Indeed, the immediate impetus for the original Marshall Plan was the United Kingdom’s announcement that it had run out of money to support the Greek government, which was fighting a Communist insurgency. Communism had already taken over half of Europe at the end of the war, and insurgencies and Communist parties were gaining ground throughout the rest of the continent.
The plan had four components. The first involved the way aid money was gathered and spent. The United States was the source; it channeled all grants through an independent funding and monitoring mechanism with its own global and local institutions. These included the Economic Cooperation Administration (ECA), which ran the entire program, with headquarters in Washington and small missions in every western European country. Each country had a special ECA account. The receiving countries formed their own regional coordinating body, the Organisation for European Economic Co-operation; this was a forerunner of both the Organisation for Economic Co-operation and Development and the European Union.
The second component was the intensive involvement of the private sector. The original initiative was run by business leaders, including the top administrator, Paul Hoffman of Studebaker Motor Company, then a major carmaker based in Indiana. The ultimate recipient of each loan — in effect, the unit of economic development — was an individual entrepreneur or business, not a government agency or nongovernmental organization (NGO). Money went directly to European governments, but they were required to use it to make loans to local businesses. The borrowers later repaid the loans to these governments, which could then lend them out again. This virtuous circle meant that all money spent on public projects would come from loans, most of which were repaid. It also helped ensure a focus on restoring the commercial infrastructure — such as ports and railroads, supply chains, banks and other financial institutions, and telecommunications networks — that would further boost economic activity.

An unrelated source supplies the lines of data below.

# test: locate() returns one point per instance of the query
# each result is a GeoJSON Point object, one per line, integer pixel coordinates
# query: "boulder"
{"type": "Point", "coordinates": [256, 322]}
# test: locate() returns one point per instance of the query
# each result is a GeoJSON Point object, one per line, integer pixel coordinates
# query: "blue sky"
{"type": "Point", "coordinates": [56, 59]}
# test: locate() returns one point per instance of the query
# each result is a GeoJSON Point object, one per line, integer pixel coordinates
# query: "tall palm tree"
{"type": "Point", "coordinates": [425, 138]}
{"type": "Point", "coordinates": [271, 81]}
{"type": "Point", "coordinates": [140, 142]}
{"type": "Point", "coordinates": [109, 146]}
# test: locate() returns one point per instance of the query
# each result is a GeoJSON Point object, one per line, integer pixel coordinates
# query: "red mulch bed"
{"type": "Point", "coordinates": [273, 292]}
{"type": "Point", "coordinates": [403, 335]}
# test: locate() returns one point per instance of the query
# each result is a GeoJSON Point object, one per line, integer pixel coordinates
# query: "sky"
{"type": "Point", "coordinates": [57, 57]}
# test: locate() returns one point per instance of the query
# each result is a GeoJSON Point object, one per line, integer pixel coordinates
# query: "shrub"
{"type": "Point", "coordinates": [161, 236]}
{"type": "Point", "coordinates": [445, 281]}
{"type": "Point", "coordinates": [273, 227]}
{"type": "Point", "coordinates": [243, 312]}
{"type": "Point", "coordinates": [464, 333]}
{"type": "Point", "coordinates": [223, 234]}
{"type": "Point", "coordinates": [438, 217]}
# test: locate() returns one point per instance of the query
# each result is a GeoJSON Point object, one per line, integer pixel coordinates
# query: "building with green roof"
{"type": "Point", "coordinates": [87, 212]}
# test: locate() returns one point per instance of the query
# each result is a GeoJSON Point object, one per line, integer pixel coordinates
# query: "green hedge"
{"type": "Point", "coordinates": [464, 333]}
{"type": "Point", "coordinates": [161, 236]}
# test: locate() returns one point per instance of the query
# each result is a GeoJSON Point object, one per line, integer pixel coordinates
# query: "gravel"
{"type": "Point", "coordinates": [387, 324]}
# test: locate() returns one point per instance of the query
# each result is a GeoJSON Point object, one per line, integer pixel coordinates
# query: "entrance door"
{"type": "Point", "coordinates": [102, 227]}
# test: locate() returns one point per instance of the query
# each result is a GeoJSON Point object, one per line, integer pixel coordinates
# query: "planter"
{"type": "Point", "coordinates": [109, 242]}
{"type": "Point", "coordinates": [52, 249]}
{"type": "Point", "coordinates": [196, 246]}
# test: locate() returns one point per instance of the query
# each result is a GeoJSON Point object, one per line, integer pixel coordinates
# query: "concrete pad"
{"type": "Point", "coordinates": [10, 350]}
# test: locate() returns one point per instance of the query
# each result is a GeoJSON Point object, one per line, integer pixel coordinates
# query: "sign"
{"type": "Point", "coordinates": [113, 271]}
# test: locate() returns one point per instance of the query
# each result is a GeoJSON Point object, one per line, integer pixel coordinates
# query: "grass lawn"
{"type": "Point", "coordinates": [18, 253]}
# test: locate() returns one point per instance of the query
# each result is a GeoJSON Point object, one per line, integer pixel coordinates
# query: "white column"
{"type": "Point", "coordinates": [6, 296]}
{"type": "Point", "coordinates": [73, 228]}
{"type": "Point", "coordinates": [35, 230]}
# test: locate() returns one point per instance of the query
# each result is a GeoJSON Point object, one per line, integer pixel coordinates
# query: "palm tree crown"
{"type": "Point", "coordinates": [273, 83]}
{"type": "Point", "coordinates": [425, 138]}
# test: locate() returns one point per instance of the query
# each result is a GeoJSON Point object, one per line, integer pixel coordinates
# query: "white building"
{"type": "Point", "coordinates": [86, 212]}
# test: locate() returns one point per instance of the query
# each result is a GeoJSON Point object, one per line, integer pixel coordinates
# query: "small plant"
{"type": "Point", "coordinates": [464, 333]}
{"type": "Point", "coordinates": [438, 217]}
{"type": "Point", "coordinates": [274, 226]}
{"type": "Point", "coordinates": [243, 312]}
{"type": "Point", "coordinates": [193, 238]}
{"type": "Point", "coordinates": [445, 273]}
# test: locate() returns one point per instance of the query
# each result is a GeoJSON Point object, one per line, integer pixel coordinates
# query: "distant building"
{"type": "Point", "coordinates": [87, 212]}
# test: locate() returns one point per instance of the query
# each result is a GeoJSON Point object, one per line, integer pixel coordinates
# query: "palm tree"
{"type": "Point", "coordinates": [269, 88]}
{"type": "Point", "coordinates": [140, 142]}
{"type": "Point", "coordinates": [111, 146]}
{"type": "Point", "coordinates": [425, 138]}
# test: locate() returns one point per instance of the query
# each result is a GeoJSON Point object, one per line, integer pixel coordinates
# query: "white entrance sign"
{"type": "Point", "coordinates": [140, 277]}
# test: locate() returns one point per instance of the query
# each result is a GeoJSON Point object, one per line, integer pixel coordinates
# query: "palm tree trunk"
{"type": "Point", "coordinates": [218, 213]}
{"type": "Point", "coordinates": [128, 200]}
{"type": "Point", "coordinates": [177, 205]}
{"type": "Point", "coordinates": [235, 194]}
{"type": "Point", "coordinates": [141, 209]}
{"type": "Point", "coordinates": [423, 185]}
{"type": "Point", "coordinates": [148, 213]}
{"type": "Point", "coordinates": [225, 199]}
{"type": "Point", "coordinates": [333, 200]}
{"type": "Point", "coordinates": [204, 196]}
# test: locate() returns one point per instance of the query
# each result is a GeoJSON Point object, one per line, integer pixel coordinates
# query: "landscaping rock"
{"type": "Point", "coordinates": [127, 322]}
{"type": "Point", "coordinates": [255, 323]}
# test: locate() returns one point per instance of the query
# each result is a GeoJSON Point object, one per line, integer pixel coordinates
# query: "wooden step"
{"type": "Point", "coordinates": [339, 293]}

Third, each European government made economic policy reforms to support its domestic private sector. They made it easier for all businesses, from upstart entrepreneurs to midsized manufacturing and larger enterprises, to thrive. The closest that Brown’s proposal for Africa came to enabling business-sector development was the provision to cut trade barriers in donor countries. The original Marshall Plan did the opposite: It cut trade barriers in recipient countries, thereby increasing the markets and prospects for the entire region through increased trade.
The fourth component was a regional coordinating body that handled the distribution of funds among countries. This ensured that countries (and their resident businesses) would compete for funds. If one country did not cooperate, another was happy to take its funds.
It was a fortunate circumstance that these four components, and the pro-global-business sentiment underlying them, could be put into place. Although some isolationists in the U.S. Congress focused on the cost of the enterprise and opposed intervening outside U.S. borders, most U.S. politicians understood that domestic fortunes would rise with those of a prosperous, peaceful Europe. There was also a political consensus that business was the primary source of prosperity and stability; American industry had just won the war. And no competing system of economic development existed; the current, prevailing approach to foreign aid, with its reliance on government agencies and NGOs, would not emerge until the 1960s.
Most of today’s Marshall Plan for Africa proposals have little in common with the original Marshall Plan. But there are some important similarities between Europe then and Africa now. One is the sense of urgency. Africa is in danger of economic and social collapse, whereas Europe was under threat of Soviet advance. The second similarity is the recognition that the speed of implementation is critical. The original plan lasted only four years, and most of the present-day plans aspire to offer help in a similar time frame. Third, the financial scale of the original Marshall Plan was similar to today’s proposals; both involved spending about $20 billion per year in today’s dollars.